Il procedimento a carico dei quattro giovani italiani di origine marrocchina si celebra con il rito abbreviato. Sono accusati di omicidio preterintenzionale, rapina aggravata e lesioni. I pm Roberto Sparagna e Paolo Scafi hanno calcolato la pena in 14 anni e 20 giorni per tre imputati e in 14 anni e otto giorni per il quarto.
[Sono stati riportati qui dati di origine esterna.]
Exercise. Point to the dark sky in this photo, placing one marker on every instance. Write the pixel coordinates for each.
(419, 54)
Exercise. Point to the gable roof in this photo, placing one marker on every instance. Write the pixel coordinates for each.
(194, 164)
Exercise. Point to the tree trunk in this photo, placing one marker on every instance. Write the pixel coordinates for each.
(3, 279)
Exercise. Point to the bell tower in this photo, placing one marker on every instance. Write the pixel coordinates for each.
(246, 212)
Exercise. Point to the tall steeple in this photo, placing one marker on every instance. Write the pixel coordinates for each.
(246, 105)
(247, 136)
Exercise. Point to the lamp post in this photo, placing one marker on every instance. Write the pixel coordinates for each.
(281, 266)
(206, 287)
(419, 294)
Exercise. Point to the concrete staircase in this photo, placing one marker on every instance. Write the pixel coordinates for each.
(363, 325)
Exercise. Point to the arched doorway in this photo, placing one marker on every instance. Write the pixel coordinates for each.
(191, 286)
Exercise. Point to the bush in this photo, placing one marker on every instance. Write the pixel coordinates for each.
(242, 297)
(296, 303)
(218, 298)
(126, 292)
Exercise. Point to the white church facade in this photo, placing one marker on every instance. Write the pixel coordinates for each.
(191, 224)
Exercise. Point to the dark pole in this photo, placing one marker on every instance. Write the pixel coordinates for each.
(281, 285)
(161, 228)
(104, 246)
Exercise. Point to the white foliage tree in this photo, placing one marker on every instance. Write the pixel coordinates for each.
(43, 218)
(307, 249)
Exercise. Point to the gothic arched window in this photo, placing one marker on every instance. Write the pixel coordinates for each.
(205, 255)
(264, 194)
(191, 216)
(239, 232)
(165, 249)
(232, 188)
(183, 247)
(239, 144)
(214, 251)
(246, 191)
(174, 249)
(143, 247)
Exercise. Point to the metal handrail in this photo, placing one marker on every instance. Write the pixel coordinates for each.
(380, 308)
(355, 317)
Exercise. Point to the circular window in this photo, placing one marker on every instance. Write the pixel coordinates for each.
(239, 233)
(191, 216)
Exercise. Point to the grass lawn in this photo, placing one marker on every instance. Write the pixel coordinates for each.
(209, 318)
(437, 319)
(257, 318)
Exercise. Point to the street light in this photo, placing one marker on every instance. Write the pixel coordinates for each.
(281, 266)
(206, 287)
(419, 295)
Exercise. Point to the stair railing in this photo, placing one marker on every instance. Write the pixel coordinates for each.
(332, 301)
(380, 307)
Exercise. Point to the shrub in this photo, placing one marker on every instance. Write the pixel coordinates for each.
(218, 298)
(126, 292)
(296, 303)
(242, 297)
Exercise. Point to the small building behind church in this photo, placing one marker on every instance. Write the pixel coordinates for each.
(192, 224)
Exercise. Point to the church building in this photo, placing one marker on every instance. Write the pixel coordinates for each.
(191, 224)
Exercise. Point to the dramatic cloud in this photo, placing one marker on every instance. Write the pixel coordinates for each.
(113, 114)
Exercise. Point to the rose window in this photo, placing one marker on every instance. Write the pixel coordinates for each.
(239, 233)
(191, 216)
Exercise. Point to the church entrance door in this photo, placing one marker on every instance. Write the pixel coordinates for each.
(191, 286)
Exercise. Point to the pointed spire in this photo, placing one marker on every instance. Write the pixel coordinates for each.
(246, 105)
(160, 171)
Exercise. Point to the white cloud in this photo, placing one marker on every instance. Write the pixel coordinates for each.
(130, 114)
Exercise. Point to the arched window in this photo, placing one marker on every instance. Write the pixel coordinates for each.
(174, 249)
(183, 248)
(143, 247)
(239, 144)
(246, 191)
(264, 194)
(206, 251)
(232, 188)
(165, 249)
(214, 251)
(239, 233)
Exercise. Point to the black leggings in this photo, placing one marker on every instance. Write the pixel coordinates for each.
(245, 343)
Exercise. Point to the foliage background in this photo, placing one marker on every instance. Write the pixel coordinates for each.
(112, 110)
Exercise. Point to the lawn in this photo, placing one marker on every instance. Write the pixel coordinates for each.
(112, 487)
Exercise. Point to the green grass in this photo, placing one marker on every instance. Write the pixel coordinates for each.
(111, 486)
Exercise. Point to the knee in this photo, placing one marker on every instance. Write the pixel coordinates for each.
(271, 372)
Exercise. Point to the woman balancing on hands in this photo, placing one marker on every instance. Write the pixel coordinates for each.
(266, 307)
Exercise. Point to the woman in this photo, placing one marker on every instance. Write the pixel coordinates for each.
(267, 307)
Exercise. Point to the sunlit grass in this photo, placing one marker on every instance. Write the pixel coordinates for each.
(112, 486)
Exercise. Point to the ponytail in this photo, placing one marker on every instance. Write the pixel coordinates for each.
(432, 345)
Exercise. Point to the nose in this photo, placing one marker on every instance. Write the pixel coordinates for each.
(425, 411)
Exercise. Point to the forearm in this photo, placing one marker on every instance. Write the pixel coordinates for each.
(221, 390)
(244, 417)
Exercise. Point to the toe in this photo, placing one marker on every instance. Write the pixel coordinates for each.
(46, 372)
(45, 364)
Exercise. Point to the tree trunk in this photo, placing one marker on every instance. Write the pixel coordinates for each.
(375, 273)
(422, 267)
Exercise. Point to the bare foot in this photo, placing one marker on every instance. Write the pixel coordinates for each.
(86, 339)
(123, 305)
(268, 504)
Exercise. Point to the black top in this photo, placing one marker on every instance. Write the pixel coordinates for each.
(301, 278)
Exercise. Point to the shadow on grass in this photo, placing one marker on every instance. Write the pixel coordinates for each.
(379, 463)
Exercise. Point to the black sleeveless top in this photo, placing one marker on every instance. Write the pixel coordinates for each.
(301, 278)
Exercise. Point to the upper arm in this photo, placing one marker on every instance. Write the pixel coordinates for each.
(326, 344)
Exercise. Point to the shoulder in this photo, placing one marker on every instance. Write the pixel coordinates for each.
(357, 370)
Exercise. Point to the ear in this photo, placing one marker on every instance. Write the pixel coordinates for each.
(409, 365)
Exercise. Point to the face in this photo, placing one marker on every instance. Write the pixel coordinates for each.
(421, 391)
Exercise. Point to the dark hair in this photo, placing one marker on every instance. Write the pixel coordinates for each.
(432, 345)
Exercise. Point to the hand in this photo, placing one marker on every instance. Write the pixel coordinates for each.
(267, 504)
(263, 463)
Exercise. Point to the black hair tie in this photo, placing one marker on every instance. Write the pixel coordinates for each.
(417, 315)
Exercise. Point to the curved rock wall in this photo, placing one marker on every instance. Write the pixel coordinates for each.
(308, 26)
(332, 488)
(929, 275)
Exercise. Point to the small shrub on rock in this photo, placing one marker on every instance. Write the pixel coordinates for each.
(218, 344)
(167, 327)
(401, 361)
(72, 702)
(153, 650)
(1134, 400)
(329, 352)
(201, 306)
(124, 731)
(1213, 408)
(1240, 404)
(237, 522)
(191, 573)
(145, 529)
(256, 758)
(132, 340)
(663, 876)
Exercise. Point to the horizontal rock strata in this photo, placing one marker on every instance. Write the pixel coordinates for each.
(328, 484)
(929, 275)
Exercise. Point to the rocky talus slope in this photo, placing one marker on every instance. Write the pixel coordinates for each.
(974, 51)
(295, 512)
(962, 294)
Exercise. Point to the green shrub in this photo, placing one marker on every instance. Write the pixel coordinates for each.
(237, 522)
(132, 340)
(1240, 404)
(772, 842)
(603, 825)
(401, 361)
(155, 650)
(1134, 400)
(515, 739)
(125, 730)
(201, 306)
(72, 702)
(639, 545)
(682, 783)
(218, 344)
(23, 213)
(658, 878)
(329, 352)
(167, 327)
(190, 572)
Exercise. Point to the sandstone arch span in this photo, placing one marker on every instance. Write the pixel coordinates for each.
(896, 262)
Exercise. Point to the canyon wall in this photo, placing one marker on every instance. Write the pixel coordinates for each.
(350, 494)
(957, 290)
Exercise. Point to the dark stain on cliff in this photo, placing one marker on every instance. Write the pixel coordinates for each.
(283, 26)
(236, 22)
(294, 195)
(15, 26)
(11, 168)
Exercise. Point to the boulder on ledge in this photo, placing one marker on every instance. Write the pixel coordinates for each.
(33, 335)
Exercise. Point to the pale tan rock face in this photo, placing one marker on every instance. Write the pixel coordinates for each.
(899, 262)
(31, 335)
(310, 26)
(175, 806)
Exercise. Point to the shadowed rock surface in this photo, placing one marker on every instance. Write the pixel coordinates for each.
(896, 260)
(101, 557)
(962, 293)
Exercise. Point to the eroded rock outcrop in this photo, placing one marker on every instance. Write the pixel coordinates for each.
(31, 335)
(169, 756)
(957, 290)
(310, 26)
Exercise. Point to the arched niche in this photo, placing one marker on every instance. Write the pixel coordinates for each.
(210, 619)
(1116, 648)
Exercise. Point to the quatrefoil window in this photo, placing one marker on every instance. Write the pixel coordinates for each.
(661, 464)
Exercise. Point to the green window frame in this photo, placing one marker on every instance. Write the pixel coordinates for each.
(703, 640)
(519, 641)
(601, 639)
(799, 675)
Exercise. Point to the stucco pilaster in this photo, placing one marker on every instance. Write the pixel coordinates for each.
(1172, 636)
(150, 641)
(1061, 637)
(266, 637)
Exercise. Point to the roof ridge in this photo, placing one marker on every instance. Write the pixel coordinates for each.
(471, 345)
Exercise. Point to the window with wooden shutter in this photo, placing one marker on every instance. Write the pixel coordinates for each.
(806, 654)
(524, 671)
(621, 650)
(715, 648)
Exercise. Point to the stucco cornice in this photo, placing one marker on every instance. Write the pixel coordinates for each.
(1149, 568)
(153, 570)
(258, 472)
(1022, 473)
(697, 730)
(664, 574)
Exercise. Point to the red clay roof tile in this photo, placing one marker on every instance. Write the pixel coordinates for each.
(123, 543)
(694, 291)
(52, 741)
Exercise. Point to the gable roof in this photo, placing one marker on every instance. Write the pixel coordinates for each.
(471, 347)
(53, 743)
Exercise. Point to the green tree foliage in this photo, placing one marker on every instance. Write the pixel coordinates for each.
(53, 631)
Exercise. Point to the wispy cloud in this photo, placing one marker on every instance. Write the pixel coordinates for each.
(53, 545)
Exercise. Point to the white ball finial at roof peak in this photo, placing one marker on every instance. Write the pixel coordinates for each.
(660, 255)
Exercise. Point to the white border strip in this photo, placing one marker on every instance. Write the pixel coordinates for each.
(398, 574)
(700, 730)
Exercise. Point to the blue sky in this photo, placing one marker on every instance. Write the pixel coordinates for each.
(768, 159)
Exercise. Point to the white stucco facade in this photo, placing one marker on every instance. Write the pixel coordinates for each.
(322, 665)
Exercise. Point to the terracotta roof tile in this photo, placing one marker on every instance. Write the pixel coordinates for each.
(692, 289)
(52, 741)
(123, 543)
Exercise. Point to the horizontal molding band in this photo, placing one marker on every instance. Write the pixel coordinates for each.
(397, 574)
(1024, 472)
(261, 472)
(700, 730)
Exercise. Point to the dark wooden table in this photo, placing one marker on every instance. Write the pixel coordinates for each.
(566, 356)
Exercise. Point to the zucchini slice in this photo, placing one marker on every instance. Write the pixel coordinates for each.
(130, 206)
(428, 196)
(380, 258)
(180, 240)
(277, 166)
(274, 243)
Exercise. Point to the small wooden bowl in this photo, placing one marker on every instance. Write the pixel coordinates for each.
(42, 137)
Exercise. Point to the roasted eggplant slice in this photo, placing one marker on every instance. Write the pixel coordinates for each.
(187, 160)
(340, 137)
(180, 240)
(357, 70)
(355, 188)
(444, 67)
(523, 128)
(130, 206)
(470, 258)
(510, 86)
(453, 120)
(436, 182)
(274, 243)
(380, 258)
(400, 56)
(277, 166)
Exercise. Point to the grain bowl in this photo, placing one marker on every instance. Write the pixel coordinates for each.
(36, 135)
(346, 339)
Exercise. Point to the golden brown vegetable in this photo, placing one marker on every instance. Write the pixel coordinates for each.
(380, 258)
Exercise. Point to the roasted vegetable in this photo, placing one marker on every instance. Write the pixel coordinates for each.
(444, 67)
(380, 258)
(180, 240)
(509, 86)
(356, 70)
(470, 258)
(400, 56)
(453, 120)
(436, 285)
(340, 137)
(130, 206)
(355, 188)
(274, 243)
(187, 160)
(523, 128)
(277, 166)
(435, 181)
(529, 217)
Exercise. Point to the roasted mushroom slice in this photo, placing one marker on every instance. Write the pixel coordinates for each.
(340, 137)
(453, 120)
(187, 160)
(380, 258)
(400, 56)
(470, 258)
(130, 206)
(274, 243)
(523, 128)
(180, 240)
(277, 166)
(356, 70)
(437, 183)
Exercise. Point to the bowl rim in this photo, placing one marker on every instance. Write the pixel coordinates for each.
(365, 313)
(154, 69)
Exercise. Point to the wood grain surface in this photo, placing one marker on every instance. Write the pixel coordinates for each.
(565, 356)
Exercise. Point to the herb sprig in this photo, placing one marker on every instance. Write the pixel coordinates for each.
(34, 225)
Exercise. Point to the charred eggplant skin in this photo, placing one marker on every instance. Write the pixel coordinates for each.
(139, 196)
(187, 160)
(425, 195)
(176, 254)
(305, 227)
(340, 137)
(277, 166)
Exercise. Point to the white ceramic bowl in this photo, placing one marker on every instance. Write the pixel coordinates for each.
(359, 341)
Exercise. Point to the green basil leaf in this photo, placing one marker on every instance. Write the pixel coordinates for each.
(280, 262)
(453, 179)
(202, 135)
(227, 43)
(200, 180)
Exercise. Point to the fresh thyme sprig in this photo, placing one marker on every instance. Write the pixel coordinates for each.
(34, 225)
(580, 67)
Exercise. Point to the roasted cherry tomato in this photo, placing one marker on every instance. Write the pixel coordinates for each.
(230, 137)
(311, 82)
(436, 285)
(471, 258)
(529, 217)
La ‘banda dello spray’ è accusata di aver commesso rapine durante concerti ed eventi di piazza a Torino e in altre città italiane ed europee. Nel procedimento riguardante questi fatti i 10 componenti presenteranno proposte di patteggiamento: condanne che, a seconda delle singole posizioni, spaziano dai 4 anni e 8 mesi ai 2 anni e 6 mesi di reclusione. In un altro processo per disastro, lesioni e omicidio colposo per le presunte carenze nell’organizzazione e nella gestione della serata sono invece imputati la sindaca Chiara Appendino, l’ex questore Angelo Sanna e altre 13 persone.